体育館で演奏することによって、より本番が近付いてきたと実感してきて、緊張がよりいっそう強くなってきた。

 その緊張は部室に戻っても変わることはなく、僕は無意識のうちに顔に緊張が出てしまっていたようで下野に心配されてしまった。

「大丈夫かい?」

 下野から大丈夫という言葉がでるとは思えなくて僕はそっけない返事をしてしまった。

「ああ」

「やれやれ、なんだい。僕の人生は不幸の連続だ!みたいな顔しないでくれよ。能登の人生はそれなりに幸せだと思うよ」

「いや、そんなことは思っていないから安心してくれ」

「いいかい、人間っていう生き物は自分にとって良いことは好きなだけ想像できるけど、悪いことはある程度までしか想像できないように脳がストップをかけているんだよ、たぶん。そうしないと人間は絶望を感じて全員自殺してしまうからね。だから、良いことばかり想像してしまって、でも自分の人生は想像とかけ離れてしまっているから自分はダメな人間だとか悲しい人間だとか感じてしまうんだよ。ゲームや小説とかのバッドエンドを大きく数種類にカテゴライズできてしまうのは脳がストップをかけているからなんだよ」

「その持論を言いたかったために僕に話しかけただろ」

「ばれてしまったね」

 下野はいつも適当なような、でも的を獲ているようななんとも定義しづらい発言をする。どれが本当でどれがジョークなのかわからない。
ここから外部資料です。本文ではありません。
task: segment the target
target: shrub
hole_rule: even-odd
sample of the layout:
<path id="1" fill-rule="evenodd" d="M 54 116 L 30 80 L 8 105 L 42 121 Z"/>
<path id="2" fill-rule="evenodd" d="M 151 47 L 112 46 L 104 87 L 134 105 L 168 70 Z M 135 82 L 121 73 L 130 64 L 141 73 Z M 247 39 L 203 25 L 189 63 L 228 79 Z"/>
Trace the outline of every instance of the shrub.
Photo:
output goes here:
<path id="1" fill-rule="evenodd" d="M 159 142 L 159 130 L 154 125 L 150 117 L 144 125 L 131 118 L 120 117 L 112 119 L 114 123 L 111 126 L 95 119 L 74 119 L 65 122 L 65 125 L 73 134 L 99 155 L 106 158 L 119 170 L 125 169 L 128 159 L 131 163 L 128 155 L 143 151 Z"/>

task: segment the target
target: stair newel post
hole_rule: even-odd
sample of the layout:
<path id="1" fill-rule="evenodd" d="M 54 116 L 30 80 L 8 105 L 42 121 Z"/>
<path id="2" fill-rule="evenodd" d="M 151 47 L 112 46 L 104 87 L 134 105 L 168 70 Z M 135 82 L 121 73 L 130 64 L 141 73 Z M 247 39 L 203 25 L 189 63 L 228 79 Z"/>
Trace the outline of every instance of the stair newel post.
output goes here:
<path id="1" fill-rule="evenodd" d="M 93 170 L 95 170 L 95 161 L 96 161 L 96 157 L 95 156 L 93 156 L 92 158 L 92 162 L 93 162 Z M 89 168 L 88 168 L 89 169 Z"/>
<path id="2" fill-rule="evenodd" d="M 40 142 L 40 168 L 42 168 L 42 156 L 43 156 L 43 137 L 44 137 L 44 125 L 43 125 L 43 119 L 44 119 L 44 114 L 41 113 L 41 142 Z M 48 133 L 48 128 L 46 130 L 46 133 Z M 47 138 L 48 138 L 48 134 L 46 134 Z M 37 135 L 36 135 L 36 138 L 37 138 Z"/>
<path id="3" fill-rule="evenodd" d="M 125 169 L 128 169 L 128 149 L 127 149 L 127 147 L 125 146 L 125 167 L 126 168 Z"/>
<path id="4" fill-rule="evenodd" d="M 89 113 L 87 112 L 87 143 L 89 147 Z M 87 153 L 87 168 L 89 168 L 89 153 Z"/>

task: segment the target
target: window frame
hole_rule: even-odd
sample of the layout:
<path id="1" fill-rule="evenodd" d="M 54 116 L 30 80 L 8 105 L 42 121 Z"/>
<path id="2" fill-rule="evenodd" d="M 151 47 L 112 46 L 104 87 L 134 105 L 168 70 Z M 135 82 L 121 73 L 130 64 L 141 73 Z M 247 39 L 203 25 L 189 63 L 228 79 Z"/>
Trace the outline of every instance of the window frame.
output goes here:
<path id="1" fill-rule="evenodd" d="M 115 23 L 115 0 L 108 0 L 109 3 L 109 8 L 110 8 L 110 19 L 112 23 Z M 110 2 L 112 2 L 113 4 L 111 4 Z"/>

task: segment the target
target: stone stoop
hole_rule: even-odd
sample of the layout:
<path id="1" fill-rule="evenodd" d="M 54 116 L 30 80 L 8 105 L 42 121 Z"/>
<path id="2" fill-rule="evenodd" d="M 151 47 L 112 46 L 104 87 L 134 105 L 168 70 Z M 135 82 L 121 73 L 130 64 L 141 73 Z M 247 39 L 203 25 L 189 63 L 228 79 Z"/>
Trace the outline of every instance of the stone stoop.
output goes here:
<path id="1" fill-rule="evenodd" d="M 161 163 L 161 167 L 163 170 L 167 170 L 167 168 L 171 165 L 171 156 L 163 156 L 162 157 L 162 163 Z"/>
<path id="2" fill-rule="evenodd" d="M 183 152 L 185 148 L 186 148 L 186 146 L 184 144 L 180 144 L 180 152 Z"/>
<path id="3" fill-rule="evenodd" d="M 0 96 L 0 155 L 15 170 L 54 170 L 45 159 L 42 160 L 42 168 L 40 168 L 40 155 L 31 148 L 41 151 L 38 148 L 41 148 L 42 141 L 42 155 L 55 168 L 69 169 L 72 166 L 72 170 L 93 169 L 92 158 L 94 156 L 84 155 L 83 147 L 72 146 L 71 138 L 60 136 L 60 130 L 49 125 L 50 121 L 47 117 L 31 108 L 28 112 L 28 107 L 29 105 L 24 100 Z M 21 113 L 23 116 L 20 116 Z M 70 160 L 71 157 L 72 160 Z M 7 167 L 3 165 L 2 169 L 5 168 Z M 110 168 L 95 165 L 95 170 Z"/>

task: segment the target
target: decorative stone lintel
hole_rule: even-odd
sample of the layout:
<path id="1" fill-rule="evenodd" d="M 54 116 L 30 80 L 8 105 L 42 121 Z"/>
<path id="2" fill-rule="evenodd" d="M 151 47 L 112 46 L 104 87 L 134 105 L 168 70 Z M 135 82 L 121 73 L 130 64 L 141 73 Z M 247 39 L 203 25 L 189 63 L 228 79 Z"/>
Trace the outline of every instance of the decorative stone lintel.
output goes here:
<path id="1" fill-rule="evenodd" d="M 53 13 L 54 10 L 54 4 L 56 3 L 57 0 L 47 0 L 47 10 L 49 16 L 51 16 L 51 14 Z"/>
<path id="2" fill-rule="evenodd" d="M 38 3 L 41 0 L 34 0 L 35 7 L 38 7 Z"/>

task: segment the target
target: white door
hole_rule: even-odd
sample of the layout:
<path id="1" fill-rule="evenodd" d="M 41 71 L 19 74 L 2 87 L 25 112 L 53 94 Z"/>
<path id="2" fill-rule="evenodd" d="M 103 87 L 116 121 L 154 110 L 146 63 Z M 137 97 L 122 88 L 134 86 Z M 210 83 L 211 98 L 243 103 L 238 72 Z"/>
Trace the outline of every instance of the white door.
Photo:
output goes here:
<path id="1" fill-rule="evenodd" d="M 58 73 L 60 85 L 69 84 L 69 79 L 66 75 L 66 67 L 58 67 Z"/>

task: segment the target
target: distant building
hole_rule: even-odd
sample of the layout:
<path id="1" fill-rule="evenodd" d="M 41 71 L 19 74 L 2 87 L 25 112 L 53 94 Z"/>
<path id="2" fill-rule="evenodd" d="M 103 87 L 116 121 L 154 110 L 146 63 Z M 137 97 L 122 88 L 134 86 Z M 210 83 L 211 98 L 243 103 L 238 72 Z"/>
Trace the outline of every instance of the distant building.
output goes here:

 でも、下野のお蔭で若干だが緊張がほぐれたような気がした。

「ねえ能登」

「なに?」

「次回はいよいよ演奏するから」

「と」

「ん?と?」

「突然のメタフィジカルウウウウウウウウウウウゥゥゥゥゥゥゥゥゥゥーーーーーーーーーーーーーーーーーーーーー」

 混じりっ気のない、突然のメタフィジカルだった。